Let $$ K \colon= \left\{\ \frac{1}{n} \ \colon \ n \in \mathbb{N} \ \right\},$$ and let the $K$-topology on $\mathbb{R}$ be the one having as basis all open intervals $(a,b)$ and all sets of the form $(a,b)-K$, where $a, b \in \mathbb{R}$ such that $a< b$.
Then this topology is finer than the usual topology on $\mathbb{R}$.
And, these two topologies are different.
But what sets are open in the $K$-topology but not in the usual topology on $\mathbb{R}$?
And, how are the subspace topologies that $(0, +\infty)$ inherits as a subspace of $\mathbb{R}$ under these two topologies, respectively, the same, as Munkres claims?

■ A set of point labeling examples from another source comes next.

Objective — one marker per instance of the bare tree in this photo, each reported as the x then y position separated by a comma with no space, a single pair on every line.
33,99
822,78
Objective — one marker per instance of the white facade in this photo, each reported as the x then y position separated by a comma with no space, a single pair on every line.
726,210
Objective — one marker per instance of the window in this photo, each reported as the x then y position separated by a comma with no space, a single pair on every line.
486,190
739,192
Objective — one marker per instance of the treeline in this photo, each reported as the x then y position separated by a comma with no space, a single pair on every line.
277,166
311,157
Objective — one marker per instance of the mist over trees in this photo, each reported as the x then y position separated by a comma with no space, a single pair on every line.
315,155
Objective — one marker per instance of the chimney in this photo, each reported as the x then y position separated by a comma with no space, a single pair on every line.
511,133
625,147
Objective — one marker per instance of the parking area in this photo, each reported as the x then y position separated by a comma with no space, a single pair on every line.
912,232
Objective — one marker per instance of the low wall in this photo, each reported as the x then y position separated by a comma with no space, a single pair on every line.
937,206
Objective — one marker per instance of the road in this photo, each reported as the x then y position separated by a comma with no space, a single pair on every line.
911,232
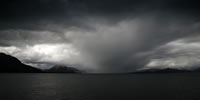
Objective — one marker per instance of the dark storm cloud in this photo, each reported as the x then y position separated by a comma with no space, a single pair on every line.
111,35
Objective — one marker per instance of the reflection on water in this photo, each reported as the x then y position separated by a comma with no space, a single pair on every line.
100,87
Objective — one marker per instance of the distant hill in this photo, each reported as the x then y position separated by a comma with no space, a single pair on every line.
62,69
10,64
166,70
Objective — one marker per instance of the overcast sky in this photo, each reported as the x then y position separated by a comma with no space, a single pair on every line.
102,35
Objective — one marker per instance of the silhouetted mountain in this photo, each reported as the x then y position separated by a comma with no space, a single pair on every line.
166,70
10,64
62,69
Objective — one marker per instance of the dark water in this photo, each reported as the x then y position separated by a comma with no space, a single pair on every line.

As per my understanding, any set of the form $(a,b)-K$ is again a union of one or more open intervals and is therefore in the usual topology.
Sets of the form $(a,b)-K$ where $a<0< b$ are not open in the usual topology. This is because there is no open interval containing $0$ that does not contain an element of $K$, and given any open set $U$ in the usual topology and any point $x$ in the set there must be an open interval $I$ such that $x\in I\subset U$.
To answer the second question, the reason the subspace topology on $(0,\infty)$ is the same as the usual topology is that the intersection of $K$ with this subset is closed. All of the new open sets in the $K$ topology contain 0.